Black powder shooter question.

I have never fired a black powder rifle. I have a 36 cal navy that I used to shoot all the time. I was given a Hawken in 45 cal. Question... How much Pyrodex of FFFg by volumne is a normal charge ? This is a percussion cap firearm.
 
Check with the maker for a Manuel. My guess would be 50 to 100 gr. But I have only .50 cal. muzzleloaders. Also the weight of the bullet could change it.
 

I have the Lyman black powder manual. If I am interpreting it correctly, a 45 caliber, with a 28" barrel, and a 1-48" twist, gives 40 grains of Pyrodex P (FFFg equivalent) as a nominal load. 120 grain is maximum.
 
Hawkins rifles from Thompson have great info on line. I expect 70 to 100 grains. Use a powder charge measure to set the charge. use a primer hole cleaner after each shot. Clean to no residue after shooting or sooner. Jim
 
(quoted from post at 11:23:42 09/04/17) I use a 38 special spent round, seems to work just fine.

I load .38 special cases with 1.3cc of black powder. 1.5 cc would pretty much fill that case.
 
45 to not much over 100. Differnt amounts will give the bullet a different trajectory. Experiment. Have one thats is dead on at 60gr and 90 both. Anything else and the lead flies everywhere, no pattern to it. So target is 60, hunting 90. Mine I think says 125 max. Should be able to download a manual.
 
Depends some on bullet- round ball with patch around 140 grains, REAL slug at 300 grains weight or a small 'mini ball' with flared skirt at 250 grains- basic long colt bullet with hollowed base. 45 to 70 grains 3F for round ball good for 100 yards small game, target using the 1 grain weight to caliber as start to upper level 1.5 caliber as grain weight. Heavy bullets starting with the 250 grain weight about same start powder charge- depending on barrel and twist- you have the medium twist good for twice round ball weight bullet so a Buffalo brand REAL with 70 grains 2F or Pyrodex pellets would be decent deer load to start. 3F same weight would be decent also - but would advise a thin grease fiber wad between powder and base of bullet for a gas check, reduce base burn that would spread shot a bit, 4 inch at 100 yards good enough for deer- careful loading will get 2 inch groups. Rendevous target shooters at 100 yards will do that size pattern, sometimes tighter. Don't have Navy Arms Kentucky .45 anymore, advice on that one was round ball and 'short' .45 bullet about 230 grains cast for a 1911 reload and cup base. RN
 
(quoted from post at 07:13:04 09/06/17) I think if you are using real black powder it comes out the same. Substitutes you must go by volume.

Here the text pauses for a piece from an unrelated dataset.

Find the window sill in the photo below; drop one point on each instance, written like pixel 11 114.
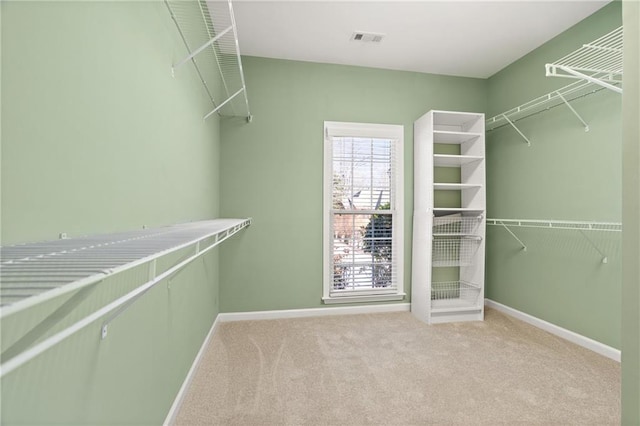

I experimented with some American Pioneer powder. (black powder substitute) I found that a 1cc dipper of powder will weigh anywhere between 11 grains on the scale, and 11.4 grains. Same powder. Same dipper. Same scale. Came to the conclusion that the substitutes MUST be measured by volume and NOT by weight.
 
(quoted from post at 11:21:09 09/04/17)
I have the Lyman black powder manual. If I am interpreting it correctly, a 45 caliber, with a 28" barrel, and a 1-48" twist, gives 40 grains of Pyrodex P (FFFg equivalent) as a nominal load. 120 grain is maximum.

Rusty nailed it. If this is a side lock I would not recommend using the pyrodex pellets.